La familia grande

Camille Kouchner, Seuil, janvier 2021, 208 p., 18€

Dans ce récit écrit dans le secret, et on comprend pourquoi en le lisant, Camille Kouchner raconte l’indicible, le viol dont a été victime son frère jumeau, par son beau-père. Beau-père connu, médiatique, séducteur et aimé, à l’aura puissante, tous qualificatifs qui expliquent le soutien, conscient ou inconscient de la « familia grande ».

Merci. C’est le premier mot que l’on a envie de dire et d’écrire en refermant ce livre.

Merci parce qu’il enlève une pierre de plus à la montagne que forment encore la maltraitance, l’inceste, les violences contre les enfants, plus encore dans le contexte familial. 

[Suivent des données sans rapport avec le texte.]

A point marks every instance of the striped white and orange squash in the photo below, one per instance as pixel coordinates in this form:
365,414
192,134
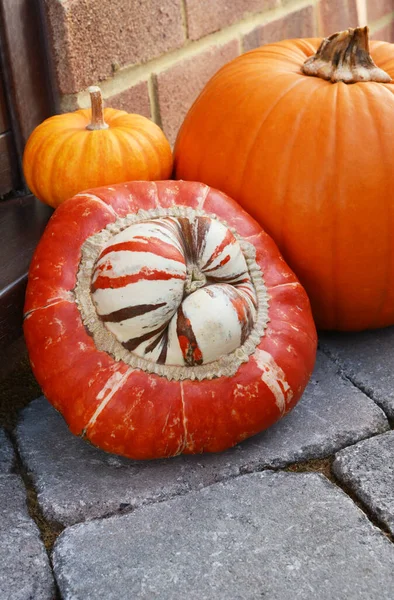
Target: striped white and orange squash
160,319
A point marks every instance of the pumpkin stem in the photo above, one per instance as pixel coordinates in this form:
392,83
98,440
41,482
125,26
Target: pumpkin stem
345,56
96,100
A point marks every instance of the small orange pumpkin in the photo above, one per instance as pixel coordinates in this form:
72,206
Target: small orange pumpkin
301,134
87,148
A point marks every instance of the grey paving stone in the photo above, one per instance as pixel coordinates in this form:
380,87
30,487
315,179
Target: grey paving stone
6,453
368,469
25,573
267,535
367,358
75,481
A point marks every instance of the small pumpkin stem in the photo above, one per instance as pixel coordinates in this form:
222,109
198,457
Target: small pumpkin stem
96,100
345,56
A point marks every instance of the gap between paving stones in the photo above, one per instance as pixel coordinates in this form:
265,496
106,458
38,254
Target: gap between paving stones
49,532
364,389
324,466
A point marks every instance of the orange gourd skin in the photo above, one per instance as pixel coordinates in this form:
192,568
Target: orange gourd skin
313,163
63,158
145,415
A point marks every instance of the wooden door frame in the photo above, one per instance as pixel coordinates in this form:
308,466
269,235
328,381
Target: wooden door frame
26,68
28,86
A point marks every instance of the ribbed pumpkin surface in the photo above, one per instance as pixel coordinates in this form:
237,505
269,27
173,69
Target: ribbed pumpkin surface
63,158
313,162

Merci parce qu’en le lisant, on sent la souffrance de celle qui écrit et de celui – son frère jumeau – qui a subi, et par conséquent le courage extrême qu’il lui a fallu pour prendre la plume et dénoncer enfin. Dénoncer et démonter. Mécanisme implacable de l’emprise, déjà si bien décrit par Vanessa Springora dans Le consentement (publié en janvier dernier chez Grasset, et qui vient de sortir au Livre de poche, c’est une nécessité absolue que de le lire, on le rappelle, comme dit ici dans le billet écrit à l’époque).

Cette fois, le mécanisme de l’emprise prend ses racines dans l’amour, amour d’une fille pour sa mère et son deuxième mari. Pour ne rien perdre, pour ne pas blesser, le silence s’épaissit et se fige. Camille Kouchner décrit remarquablement l’aura du couple, auprès des enfants, des amis qui les entourent, la liberté érigée en modèle absolu (ah la liberté ! maître mot de la famille, qui autorise bien des choses… ne pas porter de culotte ou avoir une vie amoureuse et sexuelle multiple, en passant par une éducation des enfants où les contraintes sont bien absentes, où il semble anormal qu’une fille à 12 ans n’ait pas fait l’amour avec un garçon). C’est bien un système qui est dénoncé, système couvert par cette « familia grande » qui a rendu possible ce long silence, cette douleur, cette culpabilité. En filigrane du livre, c’est cette culpabilité, celle du silence qui enferme, dont l’autrice ne parvient pas à se défaire, qui transparaît, qui suffoque et révolte, aussi. D’où les victimes (et Camille Kouchner est bien, comme elle dit le réaliser à la fin du livre, une victime collatérale de ces abus) seraient-elles plus coupables que les auteurs de violences ? D’où les abus seraient-ils plus « normaux » dans un certain milieu ?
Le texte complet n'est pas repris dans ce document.